No association was observed between diet and FEV1/FVC. This is perhaps because of limitations of power, with compounding of measurement error in representing a derived quantity; it could also owe to the relative youth of the study participants, with most obstructive lung physiology developing later in life. Finally, it may be that the underlying inflammatory pathobiology of poor diet affects FEV1 and vital capacity equally, and future research is needed to elucidate the link between cell and tissues effects of inflammation and mechanical changes in lung physiology.

Strengths and limitations

Our study has several important strengths. Follow-up was over an extended period, with excellent retention and repeated spirometry over 30 years, as well as repeated diet information collected through an interviewer-administered diet history. By capturing adults in early to middle adulthood, we gained insight into early influences on lung function decline. The APDQS provides pragmatic, achievable pathways to healthy eating, reinforcing fruit and vegetable intake without excluding animal products. Smoking status was assessed annually with previous evaluations demonstrating a high degree of correlation between self-report of smoking status and cotinine concentrations [15].

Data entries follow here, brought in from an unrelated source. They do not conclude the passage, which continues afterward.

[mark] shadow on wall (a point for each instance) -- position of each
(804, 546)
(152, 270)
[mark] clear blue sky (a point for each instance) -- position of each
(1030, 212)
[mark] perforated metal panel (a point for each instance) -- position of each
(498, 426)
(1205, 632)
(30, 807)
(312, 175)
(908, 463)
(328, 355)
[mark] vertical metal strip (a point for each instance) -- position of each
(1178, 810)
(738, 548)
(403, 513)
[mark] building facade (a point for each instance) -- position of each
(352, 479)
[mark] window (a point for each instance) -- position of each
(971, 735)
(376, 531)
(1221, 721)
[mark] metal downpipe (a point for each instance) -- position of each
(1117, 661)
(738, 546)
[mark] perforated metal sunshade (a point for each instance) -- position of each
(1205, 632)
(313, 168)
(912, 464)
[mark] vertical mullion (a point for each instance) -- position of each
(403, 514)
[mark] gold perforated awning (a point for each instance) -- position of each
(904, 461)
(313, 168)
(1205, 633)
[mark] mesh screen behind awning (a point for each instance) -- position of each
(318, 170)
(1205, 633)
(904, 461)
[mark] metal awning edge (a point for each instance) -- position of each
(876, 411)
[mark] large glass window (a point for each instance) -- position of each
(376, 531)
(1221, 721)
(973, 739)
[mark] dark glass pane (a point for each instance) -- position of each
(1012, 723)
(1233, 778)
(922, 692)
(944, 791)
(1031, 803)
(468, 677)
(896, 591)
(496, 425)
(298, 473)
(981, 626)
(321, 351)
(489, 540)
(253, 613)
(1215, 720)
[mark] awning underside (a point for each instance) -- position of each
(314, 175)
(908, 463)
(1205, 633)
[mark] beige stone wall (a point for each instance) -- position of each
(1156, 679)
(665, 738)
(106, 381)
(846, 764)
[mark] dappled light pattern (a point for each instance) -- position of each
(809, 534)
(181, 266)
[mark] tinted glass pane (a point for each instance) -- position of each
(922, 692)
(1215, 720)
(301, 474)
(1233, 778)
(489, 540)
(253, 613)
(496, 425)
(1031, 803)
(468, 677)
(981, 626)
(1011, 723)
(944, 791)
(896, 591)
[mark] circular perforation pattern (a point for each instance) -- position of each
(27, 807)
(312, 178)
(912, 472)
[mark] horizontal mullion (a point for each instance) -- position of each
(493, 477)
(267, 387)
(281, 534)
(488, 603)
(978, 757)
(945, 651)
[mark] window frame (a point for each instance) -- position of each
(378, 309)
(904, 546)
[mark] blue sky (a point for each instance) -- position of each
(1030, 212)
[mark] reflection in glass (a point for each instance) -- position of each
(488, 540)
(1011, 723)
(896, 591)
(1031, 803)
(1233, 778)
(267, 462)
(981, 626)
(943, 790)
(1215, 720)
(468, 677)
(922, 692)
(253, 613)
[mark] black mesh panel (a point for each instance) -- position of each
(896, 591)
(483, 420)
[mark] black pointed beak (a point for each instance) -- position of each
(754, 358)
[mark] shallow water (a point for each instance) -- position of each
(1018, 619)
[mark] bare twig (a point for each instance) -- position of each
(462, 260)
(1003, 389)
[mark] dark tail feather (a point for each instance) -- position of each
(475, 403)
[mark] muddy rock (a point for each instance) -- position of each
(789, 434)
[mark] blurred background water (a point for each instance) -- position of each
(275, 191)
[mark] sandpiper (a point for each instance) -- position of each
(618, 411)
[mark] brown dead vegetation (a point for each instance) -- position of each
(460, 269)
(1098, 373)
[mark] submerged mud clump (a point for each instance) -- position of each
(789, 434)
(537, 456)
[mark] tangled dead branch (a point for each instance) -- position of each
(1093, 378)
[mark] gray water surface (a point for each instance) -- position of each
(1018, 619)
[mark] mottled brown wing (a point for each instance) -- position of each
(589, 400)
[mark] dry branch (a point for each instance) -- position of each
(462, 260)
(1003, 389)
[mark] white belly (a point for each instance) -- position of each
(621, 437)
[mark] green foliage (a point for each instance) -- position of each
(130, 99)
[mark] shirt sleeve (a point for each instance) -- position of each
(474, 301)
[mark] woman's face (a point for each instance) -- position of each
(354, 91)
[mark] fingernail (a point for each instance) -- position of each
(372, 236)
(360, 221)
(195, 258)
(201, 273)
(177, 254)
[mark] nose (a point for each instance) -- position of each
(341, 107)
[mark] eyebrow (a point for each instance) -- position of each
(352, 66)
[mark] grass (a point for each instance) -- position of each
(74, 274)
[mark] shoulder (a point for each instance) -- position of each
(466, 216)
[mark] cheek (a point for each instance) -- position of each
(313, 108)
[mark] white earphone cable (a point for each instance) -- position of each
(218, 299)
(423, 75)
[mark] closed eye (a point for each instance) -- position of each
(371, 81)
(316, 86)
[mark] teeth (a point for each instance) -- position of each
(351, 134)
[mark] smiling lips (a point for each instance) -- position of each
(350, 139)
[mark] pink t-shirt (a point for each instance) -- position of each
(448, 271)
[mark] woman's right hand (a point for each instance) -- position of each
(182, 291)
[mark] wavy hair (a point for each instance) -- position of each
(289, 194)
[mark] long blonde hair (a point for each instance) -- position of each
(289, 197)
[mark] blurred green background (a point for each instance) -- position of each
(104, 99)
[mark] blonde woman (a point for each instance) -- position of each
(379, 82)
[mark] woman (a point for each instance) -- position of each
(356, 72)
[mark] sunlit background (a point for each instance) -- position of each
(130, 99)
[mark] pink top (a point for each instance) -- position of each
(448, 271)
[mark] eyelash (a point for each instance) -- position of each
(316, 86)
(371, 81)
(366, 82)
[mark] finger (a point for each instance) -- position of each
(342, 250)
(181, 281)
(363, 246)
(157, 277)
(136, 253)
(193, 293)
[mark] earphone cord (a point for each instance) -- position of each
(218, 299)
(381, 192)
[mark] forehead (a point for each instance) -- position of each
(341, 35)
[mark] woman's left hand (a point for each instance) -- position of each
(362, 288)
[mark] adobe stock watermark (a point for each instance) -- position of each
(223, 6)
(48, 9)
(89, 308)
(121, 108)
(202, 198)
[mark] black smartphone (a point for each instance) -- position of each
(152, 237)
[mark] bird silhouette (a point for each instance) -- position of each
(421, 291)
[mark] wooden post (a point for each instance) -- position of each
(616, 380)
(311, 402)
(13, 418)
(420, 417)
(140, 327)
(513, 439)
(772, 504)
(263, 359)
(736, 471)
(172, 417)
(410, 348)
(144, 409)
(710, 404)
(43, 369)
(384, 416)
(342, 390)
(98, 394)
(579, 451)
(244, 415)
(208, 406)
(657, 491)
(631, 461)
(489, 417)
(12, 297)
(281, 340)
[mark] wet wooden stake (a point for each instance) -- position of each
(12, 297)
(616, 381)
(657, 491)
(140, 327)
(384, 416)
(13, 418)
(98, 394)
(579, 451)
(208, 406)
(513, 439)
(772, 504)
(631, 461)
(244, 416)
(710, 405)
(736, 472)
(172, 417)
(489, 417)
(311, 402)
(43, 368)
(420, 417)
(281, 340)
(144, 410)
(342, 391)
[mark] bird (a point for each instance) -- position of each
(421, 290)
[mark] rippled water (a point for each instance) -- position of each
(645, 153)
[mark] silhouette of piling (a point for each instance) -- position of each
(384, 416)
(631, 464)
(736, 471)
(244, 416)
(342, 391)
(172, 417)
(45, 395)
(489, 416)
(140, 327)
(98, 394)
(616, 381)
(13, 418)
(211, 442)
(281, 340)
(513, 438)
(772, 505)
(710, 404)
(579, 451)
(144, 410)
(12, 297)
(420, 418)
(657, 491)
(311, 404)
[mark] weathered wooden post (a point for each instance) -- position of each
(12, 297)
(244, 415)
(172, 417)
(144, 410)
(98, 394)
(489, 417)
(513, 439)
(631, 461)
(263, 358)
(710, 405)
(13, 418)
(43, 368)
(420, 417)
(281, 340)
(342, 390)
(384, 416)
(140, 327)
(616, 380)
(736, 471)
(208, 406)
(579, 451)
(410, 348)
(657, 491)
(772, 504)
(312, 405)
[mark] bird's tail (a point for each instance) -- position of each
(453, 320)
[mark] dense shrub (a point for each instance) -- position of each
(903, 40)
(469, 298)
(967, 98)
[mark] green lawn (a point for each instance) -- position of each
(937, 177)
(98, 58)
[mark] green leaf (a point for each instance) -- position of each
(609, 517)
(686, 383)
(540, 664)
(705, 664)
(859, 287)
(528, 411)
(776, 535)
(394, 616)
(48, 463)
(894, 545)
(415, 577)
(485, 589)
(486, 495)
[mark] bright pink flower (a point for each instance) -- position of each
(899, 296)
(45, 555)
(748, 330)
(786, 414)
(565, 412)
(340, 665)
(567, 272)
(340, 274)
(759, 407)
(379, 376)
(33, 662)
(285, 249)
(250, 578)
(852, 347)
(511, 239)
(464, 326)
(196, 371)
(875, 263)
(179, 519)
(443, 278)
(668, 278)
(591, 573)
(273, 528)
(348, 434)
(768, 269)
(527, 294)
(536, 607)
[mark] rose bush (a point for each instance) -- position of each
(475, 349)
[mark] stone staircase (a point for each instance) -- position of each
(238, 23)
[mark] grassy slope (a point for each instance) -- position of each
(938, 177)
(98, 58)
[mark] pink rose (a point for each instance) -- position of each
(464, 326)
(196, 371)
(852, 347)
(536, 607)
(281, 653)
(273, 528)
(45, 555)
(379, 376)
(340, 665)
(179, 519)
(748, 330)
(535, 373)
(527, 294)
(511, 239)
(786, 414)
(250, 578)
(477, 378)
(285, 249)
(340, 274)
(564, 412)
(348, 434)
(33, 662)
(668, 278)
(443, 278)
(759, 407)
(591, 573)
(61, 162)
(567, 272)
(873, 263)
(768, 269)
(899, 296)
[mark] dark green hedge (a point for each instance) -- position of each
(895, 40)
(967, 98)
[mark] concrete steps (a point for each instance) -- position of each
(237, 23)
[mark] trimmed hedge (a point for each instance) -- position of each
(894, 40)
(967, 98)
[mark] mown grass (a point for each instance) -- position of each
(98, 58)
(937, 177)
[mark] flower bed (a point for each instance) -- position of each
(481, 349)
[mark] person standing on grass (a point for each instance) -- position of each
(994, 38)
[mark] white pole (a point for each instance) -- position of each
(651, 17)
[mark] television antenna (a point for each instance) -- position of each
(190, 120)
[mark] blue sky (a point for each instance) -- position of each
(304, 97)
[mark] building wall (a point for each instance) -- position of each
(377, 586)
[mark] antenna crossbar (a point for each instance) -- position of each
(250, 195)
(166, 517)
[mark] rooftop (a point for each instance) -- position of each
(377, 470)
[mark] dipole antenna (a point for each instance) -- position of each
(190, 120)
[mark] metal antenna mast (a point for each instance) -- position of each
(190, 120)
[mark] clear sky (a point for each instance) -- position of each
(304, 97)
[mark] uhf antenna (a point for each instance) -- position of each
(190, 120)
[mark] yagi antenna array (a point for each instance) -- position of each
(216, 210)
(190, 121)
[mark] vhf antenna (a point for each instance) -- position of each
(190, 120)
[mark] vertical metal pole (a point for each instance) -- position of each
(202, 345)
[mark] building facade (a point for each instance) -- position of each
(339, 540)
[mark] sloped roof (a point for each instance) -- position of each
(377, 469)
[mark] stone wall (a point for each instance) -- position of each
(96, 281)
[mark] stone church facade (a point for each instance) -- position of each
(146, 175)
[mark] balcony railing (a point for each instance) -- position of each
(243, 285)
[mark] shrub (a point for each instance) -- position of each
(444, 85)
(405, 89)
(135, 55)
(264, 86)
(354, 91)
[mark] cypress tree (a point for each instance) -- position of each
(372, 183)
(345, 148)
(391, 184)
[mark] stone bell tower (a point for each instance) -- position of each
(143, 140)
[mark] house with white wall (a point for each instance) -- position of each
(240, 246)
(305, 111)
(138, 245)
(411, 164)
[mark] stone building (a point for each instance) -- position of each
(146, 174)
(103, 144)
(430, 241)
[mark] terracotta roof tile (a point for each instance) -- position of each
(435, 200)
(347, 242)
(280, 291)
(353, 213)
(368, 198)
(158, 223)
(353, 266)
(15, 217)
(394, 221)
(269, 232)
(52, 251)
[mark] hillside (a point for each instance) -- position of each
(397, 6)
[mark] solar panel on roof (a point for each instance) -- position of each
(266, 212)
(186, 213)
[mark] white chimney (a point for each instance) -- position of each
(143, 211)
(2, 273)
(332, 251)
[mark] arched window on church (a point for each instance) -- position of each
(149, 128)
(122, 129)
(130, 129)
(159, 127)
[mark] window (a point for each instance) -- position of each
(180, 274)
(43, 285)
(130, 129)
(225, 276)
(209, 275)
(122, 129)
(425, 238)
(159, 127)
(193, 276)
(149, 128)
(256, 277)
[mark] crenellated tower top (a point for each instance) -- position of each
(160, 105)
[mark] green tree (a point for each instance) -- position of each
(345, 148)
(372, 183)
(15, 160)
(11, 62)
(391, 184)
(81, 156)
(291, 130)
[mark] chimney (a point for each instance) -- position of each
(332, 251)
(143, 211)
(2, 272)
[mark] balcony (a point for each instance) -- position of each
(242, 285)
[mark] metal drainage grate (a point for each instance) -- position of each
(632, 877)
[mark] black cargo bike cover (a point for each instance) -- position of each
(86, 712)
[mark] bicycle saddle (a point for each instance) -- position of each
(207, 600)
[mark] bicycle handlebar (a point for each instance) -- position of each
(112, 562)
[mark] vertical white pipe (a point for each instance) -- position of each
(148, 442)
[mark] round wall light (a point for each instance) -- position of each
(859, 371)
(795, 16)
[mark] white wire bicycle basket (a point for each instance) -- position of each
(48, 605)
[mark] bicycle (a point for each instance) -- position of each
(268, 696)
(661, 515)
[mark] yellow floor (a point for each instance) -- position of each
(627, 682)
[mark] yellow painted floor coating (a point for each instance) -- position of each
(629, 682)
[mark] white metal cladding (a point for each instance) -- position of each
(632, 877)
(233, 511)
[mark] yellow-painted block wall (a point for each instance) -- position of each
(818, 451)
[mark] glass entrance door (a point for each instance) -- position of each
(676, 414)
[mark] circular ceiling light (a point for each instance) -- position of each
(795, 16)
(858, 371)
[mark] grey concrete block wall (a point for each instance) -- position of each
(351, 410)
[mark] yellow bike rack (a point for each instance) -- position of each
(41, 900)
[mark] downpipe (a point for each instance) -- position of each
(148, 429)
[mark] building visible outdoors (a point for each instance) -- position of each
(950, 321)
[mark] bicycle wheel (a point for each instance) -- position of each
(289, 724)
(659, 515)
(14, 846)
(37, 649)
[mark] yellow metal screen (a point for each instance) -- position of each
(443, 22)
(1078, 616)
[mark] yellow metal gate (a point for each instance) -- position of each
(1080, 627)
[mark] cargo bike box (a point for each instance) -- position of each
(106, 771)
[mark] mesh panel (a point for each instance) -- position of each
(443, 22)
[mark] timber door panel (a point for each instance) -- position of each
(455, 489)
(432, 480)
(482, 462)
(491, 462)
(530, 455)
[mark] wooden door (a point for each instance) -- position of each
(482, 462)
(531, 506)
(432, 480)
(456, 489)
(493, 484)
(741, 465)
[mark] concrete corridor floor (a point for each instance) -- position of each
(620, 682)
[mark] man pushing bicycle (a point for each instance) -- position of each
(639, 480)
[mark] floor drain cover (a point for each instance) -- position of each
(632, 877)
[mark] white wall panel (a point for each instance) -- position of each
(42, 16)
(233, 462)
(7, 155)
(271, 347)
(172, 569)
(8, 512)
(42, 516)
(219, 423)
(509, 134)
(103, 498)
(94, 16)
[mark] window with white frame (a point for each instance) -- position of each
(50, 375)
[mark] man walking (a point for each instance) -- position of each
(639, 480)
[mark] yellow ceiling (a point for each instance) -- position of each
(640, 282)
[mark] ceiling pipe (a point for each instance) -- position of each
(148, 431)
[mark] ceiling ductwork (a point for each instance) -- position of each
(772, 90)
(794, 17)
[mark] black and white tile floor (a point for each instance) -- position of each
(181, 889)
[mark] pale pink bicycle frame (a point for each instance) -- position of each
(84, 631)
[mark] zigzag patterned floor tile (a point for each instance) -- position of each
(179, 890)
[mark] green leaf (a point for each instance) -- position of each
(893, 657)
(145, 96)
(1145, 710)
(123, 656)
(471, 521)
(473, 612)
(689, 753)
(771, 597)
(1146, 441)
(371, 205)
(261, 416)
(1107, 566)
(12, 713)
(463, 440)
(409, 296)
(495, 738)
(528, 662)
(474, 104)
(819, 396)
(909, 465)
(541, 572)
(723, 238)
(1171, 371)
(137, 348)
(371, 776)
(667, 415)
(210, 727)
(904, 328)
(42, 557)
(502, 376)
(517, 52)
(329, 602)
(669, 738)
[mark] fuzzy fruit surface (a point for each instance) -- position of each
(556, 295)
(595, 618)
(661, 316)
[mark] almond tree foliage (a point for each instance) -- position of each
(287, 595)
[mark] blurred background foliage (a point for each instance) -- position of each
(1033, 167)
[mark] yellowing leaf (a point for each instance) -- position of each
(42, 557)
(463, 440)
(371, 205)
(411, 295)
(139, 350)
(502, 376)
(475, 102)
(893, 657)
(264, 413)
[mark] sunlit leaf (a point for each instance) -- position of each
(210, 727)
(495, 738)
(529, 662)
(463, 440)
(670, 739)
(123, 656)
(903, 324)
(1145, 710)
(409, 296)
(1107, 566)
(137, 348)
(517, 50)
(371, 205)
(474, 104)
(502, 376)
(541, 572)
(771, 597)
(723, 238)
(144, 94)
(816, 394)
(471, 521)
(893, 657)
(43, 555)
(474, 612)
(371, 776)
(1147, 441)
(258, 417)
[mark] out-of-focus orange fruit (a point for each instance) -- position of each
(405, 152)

There are a few limitations of the study worth noting. While we carefully adjusted for relevant covariates, including accounting for both the time-varying presence and extent of smoking behaviors, residual confounding remains a possibility, mediated by neighborhood level factors such as air pollution and secondhand smoke. Future work should pay careful attention to neighborhood as well as individual influences on lung function. Diet questionnaires, while administered by trained interviewers, were ultimately self-reported and subject to recall bias. The CARDIA cohort comprised only White and Black participants, limiting generalizability to other races/ethnicities. The small number of years with complete diet data limits assessment of change in diet over time, which might influence outcomes. The study had 71% retention at year 30, and participants with missing data may have been prognostically different. Participants for whom year 20 lung function data were used may not have had time to develop significant lung function decline, since lung function is usually maintained to around age 40; however, this would be expected to bias toward the null. Finally, the trajectory analysis is limited by its descriptive nature and smaller numbers of participants in the highest and lowest quintiles of APDQS. Further analyses could elucidate which specific foods contributed most to the primary outcome, the impact of dietary changes over the life course, and whether results differed by sex. Replication in an independent cohort would strengthen causal inferences. Since our study was not powered to determine the effect of plant-centered diet quality in smokers, future work should pay close attention to this vulnerable subgroup.

Conclusions

After adjustment for demographic and lifestyle factors impacting lung health, we found that adherence to a nutritionally-rich plant-centered diet was associated with cross-sectional differences in FEV1 and FVC and a significant, modest attenuation in FEV1 and FVC decline.